Apples, Oranges, and WAN Optimization Appliances

iStock_000002646362XSmall-300x199WAN optimization is a crowded and confusing space full of solutions that all sound alike and promise magic 10-20x performance increases. But when you look at what each solution actually does, they are often completely different and your mileage may vary, so it’s important to understand the various approaches and apply the right tool to each challenge.

I recently presented at QCon in San Francisco on the topic of “Distributed Data Fabrics and Hardware WAN Optimization“. If you have never been to a QCon event, note that it is a geekfest and the attendees have zero tolerance for marketing hype. Developers and architects come to QCon to learn, share, and socialize amongst their peers, not to listen to sales pitches. I like the vibe at QCon and think it’s very much in line with the kind of content that works on a tech blog, rather than a corporate blog, so I’d like to expand the audience of my thoughts here.

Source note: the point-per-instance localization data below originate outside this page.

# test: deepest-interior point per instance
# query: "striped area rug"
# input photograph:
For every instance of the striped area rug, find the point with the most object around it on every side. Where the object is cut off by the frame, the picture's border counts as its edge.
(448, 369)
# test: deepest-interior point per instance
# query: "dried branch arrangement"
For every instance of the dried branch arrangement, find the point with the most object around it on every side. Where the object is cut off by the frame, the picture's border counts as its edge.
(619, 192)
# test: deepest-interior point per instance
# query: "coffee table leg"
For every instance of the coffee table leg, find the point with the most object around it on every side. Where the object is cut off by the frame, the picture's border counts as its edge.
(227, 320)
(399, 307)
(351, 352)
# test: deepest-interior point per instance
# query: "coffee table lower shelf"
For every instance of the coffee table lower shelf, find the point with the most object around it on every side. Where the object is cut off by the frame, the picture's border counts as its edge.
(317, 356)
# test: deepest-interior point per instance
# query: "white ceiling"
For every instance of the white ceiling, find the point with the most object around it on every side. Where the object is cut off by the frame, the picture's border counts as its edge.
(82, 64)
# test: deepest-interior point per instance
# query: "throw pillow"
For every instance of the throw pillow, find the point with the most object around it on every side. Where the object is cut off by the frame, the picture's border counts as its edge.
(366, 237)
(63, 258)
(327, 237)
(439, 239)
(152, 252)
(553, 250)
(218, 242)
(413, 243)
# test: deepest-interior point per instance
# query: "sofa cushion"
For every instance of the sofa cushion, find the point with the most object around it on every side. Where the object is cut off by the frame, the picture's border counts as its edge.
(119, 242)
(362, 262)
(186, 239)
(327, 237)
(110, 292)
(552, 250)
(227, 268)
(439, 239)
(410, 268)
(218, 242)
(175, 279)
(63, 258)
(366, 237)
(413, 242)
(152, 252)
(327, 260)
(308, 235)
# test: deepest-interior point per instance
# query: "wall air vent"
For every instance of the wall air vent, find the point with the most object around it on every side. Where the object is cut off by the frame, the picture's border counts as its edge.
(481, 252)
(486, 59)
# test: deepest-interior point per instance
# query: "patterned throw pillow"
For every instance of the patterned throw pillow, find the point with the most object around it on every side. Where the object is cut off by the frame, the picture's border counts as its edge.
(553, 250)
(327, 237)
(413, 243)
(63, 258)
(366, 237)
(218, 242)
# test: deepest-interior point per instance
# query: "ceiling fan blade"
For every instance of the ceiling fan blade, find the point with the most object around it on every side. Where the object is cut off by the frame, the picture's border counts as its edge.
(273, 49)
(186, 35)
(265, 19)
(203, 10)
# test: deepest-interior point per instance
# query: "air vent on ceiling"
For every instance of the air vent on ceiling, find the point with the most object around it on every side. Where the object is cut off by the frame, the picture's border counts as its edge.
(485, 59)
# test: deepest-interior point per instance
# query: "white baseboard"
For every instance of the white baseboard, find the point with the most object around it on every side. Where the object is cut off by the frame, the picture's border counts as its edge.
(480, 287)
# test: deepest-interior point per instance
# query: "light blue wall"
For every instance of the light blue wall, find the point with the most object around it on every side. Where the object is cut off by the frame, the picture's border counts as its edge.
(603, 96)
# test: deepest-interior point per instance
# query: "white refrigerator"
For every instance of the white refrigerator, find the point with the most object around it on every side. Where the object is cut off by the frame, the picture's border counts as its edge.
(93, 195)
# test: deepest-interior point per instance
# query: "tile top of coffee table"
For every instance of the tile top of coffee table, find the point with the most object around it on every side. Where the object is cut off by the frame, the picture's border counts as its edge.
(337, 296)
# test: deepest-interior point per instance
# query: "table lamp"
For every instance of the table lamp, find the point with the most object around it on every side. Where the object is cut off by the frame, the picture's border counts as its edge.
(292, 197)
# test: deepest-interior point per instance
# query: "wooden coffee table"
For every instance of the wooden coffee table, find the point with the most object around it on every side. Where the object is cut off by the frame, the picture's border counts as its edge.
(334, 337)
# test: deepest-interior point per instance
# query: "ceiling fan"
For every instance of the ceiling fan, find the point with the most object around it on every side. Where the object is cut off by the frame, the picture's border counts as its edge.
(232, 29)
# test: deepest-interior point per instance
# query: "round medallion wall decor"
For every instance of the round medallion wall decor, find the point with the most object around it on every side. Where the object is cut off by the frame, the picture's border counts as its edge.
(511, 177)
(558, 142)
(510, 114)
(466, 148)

lfn-diagramMy talk was about the Long Fat Network (LFN, or sometimes “elephant”) problem and how to distinguish between different ways of solving this problem at the network/transport level (layer 3) versus the application/messaging level (layer 7).

The basic problem of WAN optimization is that a WAN is not just a slow LAN. TCP/IP based apps that run great on a LAN often suck wind on the WAN and the blame often incorrectly goes to the lack of bandwidth. The expensive way to find out this is wrong is to pay for a 10 Gigabit WAN link and find out that throughput is actually a function of the latency, and loss, in addition to bandwidth.

Check out one of the many throughput calculators and you will quickly see that a 10 Gigabit WAN link with 100ms round trip latency and 0.5% packet loss yields just 1.65 Mbps of maximum effective throughput per TCP flow. This is all an artifact of the TCP sliding window and the fact that over long distances the speed of light becomes a significant limit. The further complication is that unlike a LAN, packets get dropped and need to be retransmitted. Even small loss rates stall the advancement of the the TCP windows and kill your throughput.

Why do you care? Databases and data grids are increasingly becoming replicated and distributed across multiple datacenters for redundancy or active/active partitioning and localization. The trend to “big data” is also expanding to sources that span remote datacenters, and even mobile apps and sensors, which all adds more WAN into the mix.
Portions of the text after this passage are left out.